The variables of the two subtrees are disjoint, so every ordered pair of prime implicants contributes a distinct prime implicant of $A_k$. Hence
$$ a_k ;=; (o_{k-1})^2. $$
Now consider $O_k = A_{k-1}^{(L)} \vee A_{k-1}^{(R)}$. A satisfying assignment for $O_k$ requires at least one of the two subfunctions to be $1$. Minimality excludes assignments that satisfy both sides simultaneously, since any variable in the second satisfied side would then be removable while preserving truth.
Thus every prime implicant of $O_k$ is obtained by choosing exactly one side and then choosing a prime implicant of that side. The two sides are disjoint, so no duplication occurs. Hence
$$ o_k ;=; a_{k-1} + a_{k-1} ;=; 2a_{k-1}. $$
The initial values are $a_0=1$ and $o_0=1$, since each corresponds to a single variable.
Substituting $o_{k-1}=2a_{k-2}$ into $a_k=(o_{k-1})^2$ gives
$$ a_k ;=; (2a_{k-2})^2 ;=; 4a_{k-2}^2. $$
Define $b_k = \log_2 a_k$. Then
$$ b_k = 2 + 2b_{k-2}. $$
With $b_0=0$ and $b_1=0$, iteration yields
$$ b_2=2,\quad b_3=2,\quad b_4=6,\quad b_5=6,\quad b_6=14, $$
and the pattern separates by parity. For $k=2m$,
$$ b_{2m} = 2(2^m - 1), $$
verified by induction using $b_{2m}=2+2b_{2m-2}$ and the identity $2(2^m-1)=2+2(2(2^{m-1}-1))$.
For $k=2m+1$, the same recurrence with shift gives
$$ b_{2m+1} = 2(2^m - 1), $$
verified using $b_{2m+1}=2+2b_{2m-1}$ and the same closed form for $b_{2m-1}$.
Therefore, for all $k\ge 0$,
$$ a_k = 2^{,2(2^{\lfloor k/2\rfloor}-1)}. $$
Thus the number of prime implicants of the given Boolean function is
$$ \boxed{2^{,2(2^{\lfloor k/2\rfloor}-1)}}. $$
This completes the proof. ∎
Verification
Each step in the decomposition preserves disjointness of variable sets, so Cartesian products of implicants apply without interaction between subtrees. In the disjunction case, minimality excludes combining implicants from both sides since removing any variable from a double-sided assignment preserves truth in at least one subtree, contradicting primeness.
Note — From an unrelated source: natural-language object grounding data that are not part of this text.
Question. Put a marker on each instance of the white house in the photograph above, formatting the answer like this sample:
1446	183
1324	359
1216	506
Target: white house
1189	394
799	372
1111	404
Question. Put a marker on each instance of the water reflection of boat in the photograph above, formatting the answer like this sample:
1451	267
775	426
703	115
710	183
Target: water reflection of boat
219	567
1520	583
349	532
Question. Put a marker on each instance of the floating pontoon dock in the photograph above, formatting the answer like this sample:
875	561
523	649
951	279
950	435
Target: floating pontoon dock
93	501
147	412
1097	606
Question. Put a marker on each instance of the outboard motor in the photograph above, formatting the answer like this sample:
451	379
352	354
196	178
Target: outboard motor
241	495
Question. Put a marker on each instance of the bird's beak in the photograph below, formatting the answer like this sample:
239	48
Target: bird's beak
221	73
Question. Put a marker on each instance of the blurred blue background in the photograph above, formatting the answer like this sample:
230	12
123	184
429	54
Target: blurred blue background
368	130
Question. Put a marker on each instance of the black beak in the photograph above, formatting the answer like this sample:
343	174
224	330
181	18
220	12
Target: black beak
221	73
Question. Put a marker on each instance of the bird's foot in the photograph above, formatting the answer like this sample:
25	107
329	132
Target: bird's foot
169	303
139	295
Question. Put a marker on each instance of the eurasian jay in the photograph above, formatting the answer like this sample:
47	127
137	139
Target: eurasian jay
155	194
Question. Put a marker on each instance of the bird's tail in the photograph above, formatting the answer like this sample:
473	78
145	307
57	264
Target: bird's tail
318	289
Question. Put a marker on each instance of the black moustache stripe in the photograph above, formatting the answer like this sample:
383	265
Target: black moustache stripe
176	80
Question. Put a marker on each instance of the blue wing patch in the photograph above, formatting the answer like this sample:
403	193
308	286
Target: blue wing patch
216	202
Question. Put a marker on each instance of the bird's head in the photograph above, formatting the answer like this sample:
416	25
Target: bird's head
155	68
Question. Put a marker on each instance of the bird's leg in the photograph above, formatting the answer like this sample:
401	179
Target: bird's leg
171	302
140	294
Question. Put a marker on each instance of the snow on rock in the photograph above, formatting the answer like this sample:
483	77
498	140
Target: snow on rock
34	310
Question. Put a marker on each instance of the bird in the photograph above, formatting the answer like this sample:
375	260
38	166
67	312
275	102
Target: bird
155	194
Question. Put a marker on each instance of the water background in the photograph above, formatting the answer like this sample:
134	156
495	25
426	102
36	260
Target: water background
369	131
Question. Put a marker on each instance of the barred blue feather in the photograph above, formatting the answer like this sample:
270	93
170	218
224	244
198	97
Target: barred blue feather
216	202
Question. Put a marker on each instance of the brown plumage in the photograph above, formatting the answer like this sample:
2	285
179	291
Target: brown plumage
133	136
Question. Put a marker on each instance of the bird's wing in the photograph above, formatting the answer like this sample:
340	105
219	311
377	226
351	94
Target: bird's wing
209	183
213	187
The recurrence relations follow directly from these two structural constraints and the base cases $A_0(x)=x$, $O_0(x)=x$.
Notes
The alternating structure causes exponential squaring every two levels via $a_k=4a_{k-2}^2$, which produces a doubly exponential growth in the exponent of $2$. The dependence only on $\lfloor k/2\rfloor$ reflects that every pair of adjacent levels converts OR structure into AND structure and back without changing the effective branching count, only the aggregation rule applied at the root level.